Un par de semanas después, un joven excursionista que pasaba por delante de la cueva, se extrañó al ver justo en la entrada pisadas en el barro de lo que parecían unos enormes zapatos. Encontró también otras huellas más pequeñas, como de pies de niño. Parecía que todas se perdían en el interior de la gruta. Así que la curiosidad lo instó a husmear. Caminó un buen tramo entre melancólicas telarañas de oscuridad, iluminando apenas el recorrido con su linterna y con el viento que se colaba desde fuera como único sonido. A punto estuvo de volverse al no encontrar nada, pero su instinto le dijo que continuara un tramo más. No le traicionó. Tas recorrer otro centenar de metros por un estrecho túnel llegó a una enorme galería. Allí dentro, un olor nauseabundo casi le hizo caer de espaldas. Se tapó la nariz con un pañuelo y se acercó a ver aquella inaudita carpa de circo que alguien había montado dentro de la caverna. Cuando se asomó a mirar casi le da un infarto al contemplar el monstruoso y sangriento espectáculo. Siempre había imaginado el infierno como un lugar fuera del mundo, un anochecer baldío, lóbrego y silencioso, un erial desolado donde las cosas habían dejado de existir. Pero en aquel momento supo que el infierno se escondía en la tierra y él lo estaba contemplando en primera fila. Vomitó varias veces y, entre sudores fríos, consiguió arrastrarse hasta el exterior para buscar algún sitio con cobertura desde donde llamar a la policía.

                                                                                                       ***

Cuando William Derry recibió la llamada del sheriff ya intuía que no iban a ser buenas noticias. En el fondo de su corazón siempre albergaba la esperanza de que encontrasen a Beverly con vida, pero según pasaban las jornadas esa ilusión se iba desvaneciendo como la luz del atardecer en el crepúsculo.
     —¡Lo siento mucho! —Casi imploraba pidiendo perdón la voz del sheriff Alvin desde el otro lado de la línea— No hemos conseguido llegar a tiempo… Estaban todos… Bueno, ya imaginas. ¡De verdad que lo siento! No hay palabras para describir…
     —¿Y él? ¿Dónde está él, Alvin?
    —Lo siento. No estaba allí —susurró compungido el oficial—. Podía haberse marchado hace varios días. De momento, ha desaparecido —escuchó a William llorar y maldecir— Pero lo encontraremos, Bill. Te prometo que lo encontraremos y pagará por todo lo que ha hecho. Lo pagará con creces.

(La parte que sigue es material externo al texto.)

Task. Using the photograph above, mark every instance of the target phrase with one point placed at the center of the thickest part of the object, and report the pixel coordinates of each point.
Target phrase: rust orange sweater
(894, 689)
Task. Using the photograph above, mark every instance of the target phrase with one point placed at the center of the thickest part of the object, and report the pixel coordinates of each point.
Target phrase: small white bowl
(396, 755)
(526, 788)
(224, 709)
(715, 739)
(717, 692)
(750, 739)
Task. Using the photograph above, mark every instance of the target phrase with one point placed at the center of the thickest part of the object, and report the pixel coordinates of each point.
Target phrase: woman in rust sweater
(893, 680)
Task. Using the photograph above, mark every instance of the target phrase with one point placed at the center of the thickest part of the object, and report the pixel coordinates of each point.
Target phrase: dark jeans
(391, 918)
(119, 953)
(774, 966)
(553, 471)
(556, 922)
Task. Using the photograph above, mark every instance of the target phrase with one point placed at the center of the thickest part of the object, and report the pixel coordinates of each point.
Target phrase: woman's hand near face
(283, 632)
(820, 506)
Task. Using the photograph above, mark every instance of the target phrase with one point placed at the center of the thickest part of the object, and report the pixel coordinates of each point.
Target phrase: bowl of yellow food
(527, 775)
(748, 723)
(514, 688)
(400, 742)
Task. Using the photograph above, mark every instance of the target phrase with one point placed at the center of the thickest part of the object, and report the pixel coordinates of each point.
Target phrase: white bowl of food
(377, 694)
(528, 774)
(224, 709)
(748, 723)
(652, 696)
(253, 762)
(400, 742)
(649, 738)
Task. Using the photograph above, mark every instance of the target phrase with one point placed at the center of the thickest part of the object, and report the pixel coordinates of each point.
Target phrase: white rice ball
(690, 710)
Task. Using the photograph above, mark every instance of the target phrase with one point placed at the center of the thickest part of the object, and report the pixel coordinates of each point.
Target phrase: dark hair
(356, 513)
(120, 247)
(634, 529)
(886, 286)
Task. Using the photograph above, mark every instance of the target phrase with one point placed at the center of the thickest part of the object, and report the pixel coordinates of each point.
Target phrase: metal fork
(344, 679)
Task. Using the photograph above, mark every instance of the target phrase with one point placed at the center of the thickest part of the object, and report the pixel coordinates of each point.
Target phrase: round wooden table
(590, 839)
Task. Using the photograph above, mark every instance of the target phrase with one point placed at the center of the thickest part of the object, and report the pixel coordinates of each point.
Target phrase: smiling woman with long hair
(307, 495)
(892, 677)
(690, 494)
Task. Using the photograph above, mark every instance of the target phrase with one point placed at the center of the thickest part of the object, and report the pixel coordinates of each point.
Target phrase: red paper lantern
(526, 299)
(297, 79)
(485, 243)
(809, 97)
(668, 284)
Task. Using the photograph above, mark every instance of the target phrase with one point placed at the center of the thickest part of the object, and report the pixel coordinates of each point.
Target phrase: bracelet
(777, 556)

                                                                                                        ***

Un par de días después, Bill y Bárbara dormían, o lo intentaban, cuando sonó el teléfono a las 3 de la madrugada. Ambos se incorporaron inquietos y de un salto. Habían pasado semanas enteras en estado de alerta, esperando escuchar aquel timbre anunciando buenas noticias en cualquier momento. Ya había terminado todo, pero sus sentidos aún no habían dado por concluido el estado de emergencia. Se levantaron aturdidos, recelosos, confundidos. ¿Acaso habría noticias sobre el payaso? ¿Habrían dado con su paradero? William salió al pasillo. Su esposa le siguió como una sombra. Al encender la luz, los dos profirieron sendos gritos: de sorpresa, de pánico, de horror. En el pasillo flotaban decenas de globos de colores por todas partes. Bárbara se encogió contra la pared como un animalillo asustado, con las manos tapando su boca y el rostro lívido como una máscara de porcelana. Pero Bill avanzó, aunque con cautela, hacia el teléfono de pared que había un par de metros más adelante. Descolgó.
    —¿Diga? —preguntó tras una larga pausa.
     —¡Hola papá! —Era la voz de Beverly. No podía ser, aquello no era posible. No obstante, reconocería aquella dulce voz entre un millón— No os preocupéis más por mí. Os echo mucho de menos, aunque ahora estoy bien. Porque ahora puedo jugar con muchos amigos nuevos. Richie nos ha reunido a todos en este nuevo hogar. Él nos ha traído de la mano. Fuera llueve siempre y el agua golpea la lona todo el rato, pero dentro se está calentito. ¿No es maravilloso, papá? Estoy aquí. ¡Estoy en el Circo!